Pegasus Asia's stock began Friday at $5.01 Singapore dollars, unchanged from the $5 Singapore dollar offer price. The initial public offering raised $170 million Singapore dollars ($126.27 million) in gross profits.
It is the first international-backed Singapore-listed special purpose acquisition company, with Tikehau Capital, a European asset manager, and Financière Agache, a holding company of Bernard Arnault, chairman, and CEO of French luxury conglomerate LVMH, as sponsors.
“We feel quite confident that we should be able to find the right acquisition,” Neil Parekh, CEO and non-independent director at Pegasus Asia said. 
At Tikehau Capital, Parekh is a partner and the head of Asia, Australia, and New Zealand.

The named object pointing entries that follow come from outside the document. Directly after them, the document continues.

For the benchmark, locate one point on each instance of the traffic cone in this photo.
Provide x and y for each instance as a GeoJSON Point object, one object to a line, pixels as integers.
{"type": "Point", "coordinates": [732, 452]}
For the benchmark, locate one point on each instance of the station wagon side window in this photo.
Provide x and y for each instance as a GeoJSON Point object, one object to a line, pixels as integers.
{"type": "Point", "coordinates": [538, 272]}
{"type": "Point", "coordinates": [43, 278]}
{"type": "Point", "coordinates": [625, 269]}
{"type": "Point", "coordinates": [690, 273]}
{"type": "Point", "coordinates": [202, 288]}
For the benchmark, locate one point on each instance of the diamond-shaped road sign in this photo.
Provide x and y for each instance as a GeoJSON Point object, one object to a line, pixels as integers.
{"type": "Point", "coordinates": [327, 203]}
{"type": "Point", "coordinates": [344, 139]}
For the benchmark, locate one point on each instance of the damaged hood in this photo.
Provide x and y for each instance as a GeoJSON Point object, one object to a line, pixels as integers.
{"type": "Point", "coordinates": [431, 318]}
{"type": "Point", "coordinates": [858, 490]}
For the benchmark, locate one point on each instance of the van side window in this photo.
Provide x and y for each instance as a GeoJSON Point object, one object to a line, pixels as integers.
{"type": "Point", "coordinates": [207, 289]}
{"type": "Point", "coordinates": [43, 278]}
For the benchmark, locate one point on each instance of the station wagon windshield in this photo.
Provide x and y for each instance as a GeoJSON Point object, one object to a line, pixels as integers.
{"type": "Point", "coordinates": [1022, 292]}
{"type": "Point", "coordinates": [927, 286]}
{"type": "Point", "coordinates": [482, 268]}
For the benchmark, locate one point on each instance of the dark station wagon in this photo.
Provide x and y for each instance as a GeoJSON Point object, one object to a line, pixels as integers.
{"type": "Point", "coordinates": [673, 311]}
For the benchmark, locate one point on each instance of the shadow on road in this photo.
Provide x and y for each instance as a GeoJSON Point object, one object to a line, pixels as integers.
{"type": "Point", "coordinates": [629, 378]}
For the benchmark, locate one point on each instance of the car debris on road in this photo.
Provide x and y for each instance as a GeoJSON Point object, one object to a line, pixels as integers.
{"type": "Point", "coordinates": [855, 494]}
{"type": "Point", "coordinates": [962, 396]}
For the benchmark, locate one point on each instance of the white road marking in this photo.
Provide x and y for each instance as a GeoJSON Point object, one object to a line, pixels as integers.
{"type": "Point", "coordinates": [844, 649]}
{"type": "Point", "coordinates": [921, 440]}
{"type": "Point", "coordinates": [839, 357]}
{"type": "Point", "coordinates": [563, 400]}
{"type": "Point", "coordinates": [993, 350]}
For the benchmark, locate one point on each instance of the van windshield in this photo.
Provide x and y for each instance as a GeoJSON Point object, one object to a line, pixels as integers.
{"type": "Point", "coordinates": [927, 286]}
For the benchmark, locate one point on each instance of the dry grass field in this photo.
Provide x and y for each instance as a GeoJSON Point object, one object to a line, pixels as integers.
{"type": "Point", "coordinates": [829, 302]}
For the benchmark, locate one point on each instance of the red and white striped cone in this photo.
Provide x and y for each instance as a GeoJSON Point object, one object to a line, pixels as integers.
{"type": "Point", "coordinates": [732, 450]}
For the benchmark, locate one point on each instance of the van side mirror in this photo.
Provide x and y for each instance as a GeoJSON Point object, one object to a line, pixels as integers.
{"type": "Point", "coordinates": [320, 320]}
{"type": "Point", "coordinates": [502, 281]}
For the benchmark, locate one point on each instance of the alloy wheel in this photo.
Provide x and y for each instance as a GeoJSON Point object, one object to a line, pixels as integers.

To locate its target acquisition, he said the blank check company will focus on tech-enabled firms in areas such as financial, consumer, real estate, health, and digital services.
The Singapore Exchange announced guidelines last year that would allow SPACs to list on the main board of the exchange.
The SPAC must have a minimum market capitalization of $150 million Singapore dollars and must de-SPAC after 24 months, though corporations can request a 12-month extension if they meet specific criteria.
SPACs are shell corporations formed for the sole aim of merging with or acquiring an existing private company and bringing it public through an initial public offering. The process of taking a private firm public is known as de-SPACing.
Pegasus Asia claimed in a regulatory filing that "substantial interest" for the offering came from overseas funds, institutional investors, family offices, high-net-worth individuals, and retail investors.
Pegasus Asia's foreign offering included 29 million offer units, including 4 million units that Pegasus Asia can purchase back with a put option.
The 600,000 offer units in Singapore's public offer were 7.8 times oversubscribed, with 1,108 valid applications for 4.68 million units worth $23.4 million Singapore dollars as of Wednesday midday.
One new share and one-half of a warrant were included in each unit. A stock warrant permits an investor to buy a company's stock at a predetermined price and on a predetermined date.
The shares and public warrants will trade separately 45 days after the initial public offering, which is anticipated to take place on March 7.
When the Singapore Exchange released a consultation paper for SPACs, Pegasus Asia CEO Parekh indicated that asset management Tikehau Capital was already looking at a number of companies in the region that wanted to list.
“We had a chance to look at that very closely and contribute some ideas to that,” he said.
“The final rules came out and we felt the rules were very attractive, very good, balanced rules – guardrails to protect investors. At the same time, enough incentives for sponsors to do deals as well as for company founders to take advantage of going public through this route,” Parekh added.
The SPAC's joint issue managers were Citigroup and UBS.
Blank-check firms are gaining popularity in Asia, with an increasing number of sponsors based in the area.
Grab, one of Southeast Asia's most well-known companies went public in the United States through a SPAC deal.
Singapore wants to become a major Asian center for companies that write blank checks.